Corps chrétien
ou les œufs à la sauce aurore
Je me suis levée ce matin avec une idée bien précise : manger des œufs sauce aurore avant la fin de la journée. Je ne m’explique pas d’où vient cette envie de manger des œufs précisément selon cette recette. Je me lève avec ça, comme une obsession qui me dépasse. Je ne me souviens pas quand j’en ai mangé pour la dernière fois. Je me souviens seulement du plat, profond, dans lequel il fallait aller chercher à la louche les œufs durs, immergés dans la sauce rosée. La dernière fois, je crois que j’étais enfant.
Je n’ai pas la recette donc j’appelle ma mère pour l’obtenir. Écoute il m’arrive un truc bizarre, je me suis levée avec une envie incroyable d’œufs à la sauce aurore, je ne sais pas d’où ça sort. Éclat de rire et une réponse. Eh bien tu es complètement à jour. C’est le plat qu’on préparait pour Pâques autrefois.
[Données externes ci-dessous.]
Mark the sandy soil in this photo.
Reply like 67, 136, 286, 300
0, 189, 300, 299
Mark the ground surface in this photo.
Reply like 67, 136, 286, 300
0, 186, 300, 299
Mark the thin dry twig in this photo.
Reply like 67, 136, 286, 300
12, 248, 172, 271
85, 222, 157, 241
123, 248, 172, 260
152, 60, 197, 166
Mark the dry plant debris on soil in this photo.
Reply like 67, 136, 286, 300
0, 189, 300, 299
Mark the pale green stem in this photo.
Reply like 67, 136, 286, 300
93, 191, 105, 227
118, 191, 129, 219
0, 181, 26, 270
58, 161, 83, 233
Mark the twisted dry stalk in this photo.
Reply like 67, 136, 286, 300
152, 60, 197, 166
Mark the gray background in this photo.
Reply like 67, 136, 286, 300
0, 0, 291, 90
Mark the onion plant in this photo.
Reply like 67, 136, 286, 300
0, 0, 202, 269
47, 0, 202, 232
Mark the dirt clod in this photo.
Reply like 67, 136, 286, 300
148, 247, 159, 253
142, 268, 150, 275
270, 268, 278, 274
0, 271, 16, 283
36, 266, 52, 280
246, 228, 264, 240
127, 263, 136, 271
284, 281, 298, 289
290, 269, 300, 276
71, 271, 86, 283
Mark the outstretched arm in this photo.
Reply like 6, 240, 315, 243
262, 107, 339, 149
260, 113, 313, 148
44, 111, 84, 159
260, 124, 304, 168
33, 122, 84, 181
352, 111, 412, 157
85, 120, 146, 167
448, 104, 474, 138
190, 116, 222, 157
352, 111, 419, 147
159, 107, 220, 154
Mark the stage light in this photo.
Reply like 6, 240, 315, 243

La rupture du Carême c’est toujours le moment où les poules pondent le plus donc on faisait des œufs sauce aurore pour tout le monde.
Et dire que nous sommes samedi 11 avril 2020 donc, pour être plus précise, selon un certain calendrier, nous sommes le samedi qui suit le vendredi saint et précède le dimanche de Pâques. Aujourd’hui, précisément, s’achève le Carême.
Alors voilà, je voudrais bien prendre cette histoire comme un hasard mais je ne peux pas.
Je n’ai pourtant aucun appétit pour la chose religieuse et n’entretient aucune des traditions chrétiennes autrefois célébrées mais, voilà, ce matin je dois bien admettre une évidence : le calendrier est intégré jusque dans les tripes. Quoique j’en dise et contre ma volonté, cette envie matinale à l’approche de Pâques révèle quelques stigmates : j’ai le corps chrétien sans possibilité de négocier.